Reducing risk: avoiding the bricking phenomenon
By joe
- 3 minutes read - 512 wordsSomething happened this week in a storage cluster we set up for a customer. You’ll hear more about the storage cluster at SC09, but thats not what this is about. This is about risk, and how to reduce it. Risk is a complex thing to define in practice, but there are several … well … simple ways you can indicate relative risk. A motherboard and power supply blew in one of our nodes. This happens, parts fail. We replaced them, and the node is back up and working. Ok, so what does this say about risk?
Had we been been another company with a proprietary motherboard, or a proprietary power supply/chassis, and had we existential issues, would your ability to get your broken node fixed been impacted?

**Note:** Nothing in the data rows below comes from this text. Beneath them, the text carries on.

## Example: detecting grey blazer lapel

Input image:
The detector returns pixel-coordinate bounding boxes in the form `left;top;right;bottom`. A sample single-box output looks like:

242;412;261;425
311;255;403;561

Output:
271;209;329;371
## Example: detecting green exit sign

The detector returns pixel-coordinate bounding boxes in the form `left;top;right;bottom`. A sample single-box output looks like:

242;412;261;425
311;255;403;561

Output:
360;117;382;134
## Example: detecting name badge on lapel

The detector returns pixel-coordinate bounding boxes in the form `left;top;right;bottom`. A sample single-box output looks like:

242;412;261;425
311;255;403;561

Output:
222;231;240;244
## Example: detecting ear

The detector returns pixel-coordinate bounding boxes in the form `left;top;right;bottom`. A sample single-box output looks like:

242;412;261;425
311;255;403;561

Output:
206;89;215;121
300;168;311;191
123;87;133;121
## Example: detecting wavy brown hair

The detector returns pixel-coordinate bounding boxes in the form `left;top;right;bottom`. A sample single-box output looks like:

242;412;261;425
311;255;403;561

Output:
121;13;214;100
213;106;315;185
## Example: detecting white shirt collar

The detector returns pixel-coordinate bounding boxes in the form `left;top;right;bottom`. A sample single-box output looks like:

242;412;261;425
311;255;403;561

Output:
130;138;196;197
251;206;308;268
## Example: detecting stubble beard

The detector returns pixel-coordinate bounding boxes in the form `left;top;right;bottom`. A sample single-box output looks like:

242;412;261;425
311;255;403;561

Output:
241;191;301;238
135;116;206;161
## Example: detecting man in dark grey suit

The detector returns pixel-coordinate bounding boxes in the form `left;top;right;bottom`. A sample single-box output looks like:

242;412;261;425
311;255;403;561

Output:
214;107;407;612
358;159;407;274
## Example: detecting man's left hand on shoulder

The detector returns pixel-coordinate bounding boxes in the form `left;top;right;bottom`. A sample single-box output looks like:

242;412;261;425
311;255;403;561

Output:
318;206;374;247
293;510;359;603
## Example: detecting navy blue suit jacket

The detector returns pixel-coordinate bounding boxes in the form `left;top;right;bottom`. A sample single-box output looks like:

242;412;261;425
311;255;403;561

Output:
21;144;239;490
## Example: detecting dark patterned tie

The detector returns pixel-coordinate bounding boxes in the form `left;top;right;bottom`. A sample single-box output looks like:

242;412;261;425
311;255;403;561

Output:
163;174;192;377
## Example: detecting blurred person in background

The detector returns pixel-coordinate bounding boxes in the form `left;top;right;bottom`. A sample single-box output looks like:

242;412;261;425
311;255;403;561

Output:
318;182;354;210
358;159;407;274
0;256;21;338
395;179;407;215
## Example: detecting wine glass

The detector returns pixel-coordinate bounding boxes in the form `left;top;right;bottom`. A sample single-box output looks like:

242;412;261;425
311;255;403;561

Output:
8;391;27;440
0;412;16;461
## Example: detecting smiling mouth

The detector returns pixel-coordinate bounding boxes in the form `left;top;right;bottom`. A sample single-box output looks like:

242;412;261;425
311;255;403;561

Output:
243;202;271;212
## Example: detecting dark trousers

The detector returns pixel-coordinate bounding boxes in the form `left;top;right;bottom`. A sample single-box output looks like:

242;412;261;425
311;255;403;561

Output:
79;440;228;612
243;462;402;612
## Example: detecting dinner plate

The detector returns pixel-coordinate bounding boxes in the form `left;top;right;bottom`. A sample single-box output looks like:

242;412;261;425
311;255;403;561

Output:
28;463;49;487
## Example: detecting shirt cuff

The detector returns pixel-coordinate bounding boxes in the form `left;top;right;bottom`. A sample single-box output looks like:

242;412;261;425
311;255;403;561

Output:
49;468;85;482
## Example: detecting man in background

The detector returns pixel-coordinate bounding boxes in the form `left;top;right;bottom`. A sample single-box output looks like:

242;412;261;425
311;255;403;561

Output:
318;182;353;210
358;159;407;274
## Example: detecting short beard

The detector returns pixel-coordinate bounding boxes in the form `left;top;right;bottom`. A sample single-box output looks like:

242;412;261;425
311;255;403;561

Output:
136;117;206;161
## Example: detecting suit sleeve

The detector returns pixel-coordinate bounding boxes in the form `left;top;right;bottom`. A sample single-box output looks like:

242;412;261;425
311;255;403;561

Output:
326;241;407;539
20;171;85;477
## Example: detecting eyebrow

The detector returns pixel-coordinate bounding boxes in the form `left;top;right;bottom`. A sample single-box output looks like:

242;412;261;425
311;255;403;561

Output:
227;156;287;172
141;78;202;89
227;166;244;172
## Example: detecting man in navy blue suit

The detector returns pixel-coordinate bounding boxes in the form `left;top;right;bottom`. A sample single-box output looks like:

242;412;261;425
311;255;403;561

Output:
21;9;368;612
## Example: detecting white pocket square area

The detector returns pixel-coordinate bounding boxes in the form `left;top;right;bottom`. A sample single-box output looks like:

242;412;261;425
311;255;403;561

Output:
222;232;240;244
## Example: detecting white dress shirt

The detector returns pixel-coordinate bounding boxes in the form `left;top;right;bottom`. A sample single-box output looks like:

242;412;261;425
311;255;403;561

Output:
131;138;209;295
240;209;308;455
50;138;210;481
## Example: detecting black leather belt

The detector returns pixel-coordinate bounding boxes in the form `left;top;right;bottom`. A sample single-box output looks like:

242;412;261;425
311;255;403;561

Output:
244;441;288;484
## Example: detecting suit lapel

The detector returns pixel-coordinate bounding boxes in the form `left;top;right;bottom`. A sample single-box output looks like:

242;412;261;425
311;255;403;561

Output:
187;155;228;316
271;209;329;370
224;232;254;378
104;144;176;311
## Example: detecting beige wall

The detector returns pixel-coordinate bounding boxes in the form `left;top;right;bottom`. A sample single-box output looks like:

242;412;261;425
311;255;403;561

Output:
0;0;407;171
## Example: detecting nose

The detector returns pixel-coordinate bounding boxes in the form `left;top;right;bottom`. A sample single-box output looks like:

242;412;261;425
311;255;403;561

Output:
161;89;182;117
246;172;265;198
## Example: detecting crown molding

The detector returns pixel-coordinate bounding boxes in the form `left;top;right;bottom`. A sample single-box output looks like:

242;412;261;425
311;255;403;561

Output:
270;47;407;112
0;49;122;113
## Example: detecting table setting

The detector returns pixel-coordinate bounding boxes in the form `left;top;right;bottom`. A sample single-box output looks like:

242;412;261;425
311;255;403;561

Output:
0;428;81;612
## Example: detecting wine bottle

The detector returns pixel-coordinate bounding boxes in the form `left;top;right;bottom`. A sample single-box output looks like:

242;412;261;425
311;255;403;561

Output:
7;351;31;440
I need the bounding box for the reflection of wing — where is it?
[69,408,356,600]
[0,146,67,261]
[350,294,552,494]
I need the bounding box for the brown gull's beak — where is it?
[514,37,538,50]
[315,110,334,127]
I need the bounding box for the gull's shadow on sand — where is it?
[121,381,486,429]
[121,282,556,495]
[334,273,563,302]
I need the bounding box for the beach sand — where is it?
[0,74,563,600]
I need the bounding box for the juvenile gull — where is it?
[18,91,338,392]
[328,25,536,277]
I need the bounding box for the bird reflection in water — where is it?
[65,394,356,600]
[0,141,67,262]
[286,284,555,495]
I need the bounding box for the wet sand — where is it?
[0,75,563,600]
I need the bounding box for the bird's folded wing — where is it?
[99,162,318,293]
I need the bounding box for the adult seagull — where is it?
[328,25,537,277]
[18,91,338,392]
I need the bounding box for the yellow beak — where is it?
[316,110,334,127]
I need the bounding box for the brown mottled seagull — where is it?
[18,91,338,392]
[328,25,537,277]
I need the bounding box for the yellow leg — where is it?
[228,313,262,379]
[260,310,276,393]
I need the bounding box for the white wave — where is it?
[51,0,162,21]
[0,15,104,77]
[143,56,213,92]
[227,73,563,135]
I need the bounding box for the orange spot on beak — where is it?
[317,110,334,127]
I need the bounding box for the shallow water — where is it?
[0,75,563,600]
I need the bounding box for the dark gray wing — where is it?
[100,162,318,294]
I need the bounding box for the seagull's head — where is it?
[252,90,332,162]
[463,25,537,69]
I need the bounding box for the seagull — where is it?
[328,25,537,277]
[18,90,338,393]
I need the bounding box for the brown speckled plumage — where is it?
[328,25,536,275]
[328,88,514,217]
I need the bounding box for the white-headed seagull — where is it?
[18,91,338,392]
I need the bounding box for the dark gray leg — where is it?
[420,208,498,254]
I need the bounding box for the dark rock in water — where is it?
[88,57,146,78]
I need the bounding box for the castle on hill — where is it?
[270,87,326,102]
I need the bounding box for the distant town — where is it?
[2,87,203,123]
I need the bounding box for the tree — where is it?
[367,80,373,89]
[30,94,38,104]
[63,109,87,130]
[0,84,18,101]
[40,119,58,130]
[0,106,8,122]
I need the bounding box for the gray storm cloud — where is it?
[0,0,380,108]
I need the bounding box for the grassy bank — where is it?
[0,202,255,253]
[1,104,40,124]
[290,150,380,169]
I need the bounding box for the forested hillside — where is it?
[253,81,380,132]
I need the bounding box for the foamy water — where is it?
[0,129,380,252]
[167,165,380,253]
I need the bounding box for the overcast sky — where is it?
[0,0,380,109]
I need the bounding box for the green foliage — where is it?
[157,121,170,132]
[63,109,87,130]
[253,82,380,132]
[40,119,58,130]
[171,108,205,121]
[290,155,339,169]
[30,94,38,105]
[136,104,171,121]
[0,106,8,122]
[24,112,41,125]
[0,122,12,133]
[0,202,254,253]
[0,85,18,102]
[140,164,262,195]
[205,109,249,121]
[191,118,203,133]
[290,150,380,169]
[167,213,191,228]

That is, the more proprietary, sole source content you have, tremendously increases your risk. The more open, COTS (commercial off the shelf) parts you leverage, the lower your risk. I should point out that, contrary to some … well … funny things … we have heard recently, COTS is not anything from the big vendors … . Seriously. I found that definition most amusing. Especially as it was being used as justification to avoid buying open systems which are COTS parts based, in favor of proprietary systems. Your risk increases in an inverse manner to the number of sources of parts you have. That is, risk is proportional to 1/Number_of_sources for parts to fix the system. Say for example (using our friends at Sun as the example here), you have a Thumper. And you have a motherboard issue, sort of like what we had. Say you needed it replaced. And once Oracle takes over, there is a very real question as to whether or not the number of sources for that motherboard goes from 1 to 0. So you are left with the spare parts kits you can get from ebay or elsewhere. That is risk. I could make the same point about the Panasas drive or director blades, and any other technology which might be neat technology, but whose longevity is directly tied to the health and ability of the company/division/group to continue operating. Phrased like this, it is obvious where the risk lay. More to the point, had we, Scalable been run over by a wild herd of buses, or had our business acquired and moved into a different area, or … our customer could have still serviced the system on their own purchasing the needed parts from another source. That is reduction of risk. In this day and age, where we have to be more careful with our expenditures, and make sure we guard against taking inappropriate risks, for non-proportional reward, we have to ask whether or not the higher risk non-COTS way is the right way to spend precious capital. That is, if your risk is tremendously magnified by the proprietary nature of the product, ought not your reward be also tremendously magnified by using it? And if it isn’t, you probably shouldn’t be using it. Simple cost-benefit and risk-reward analysis.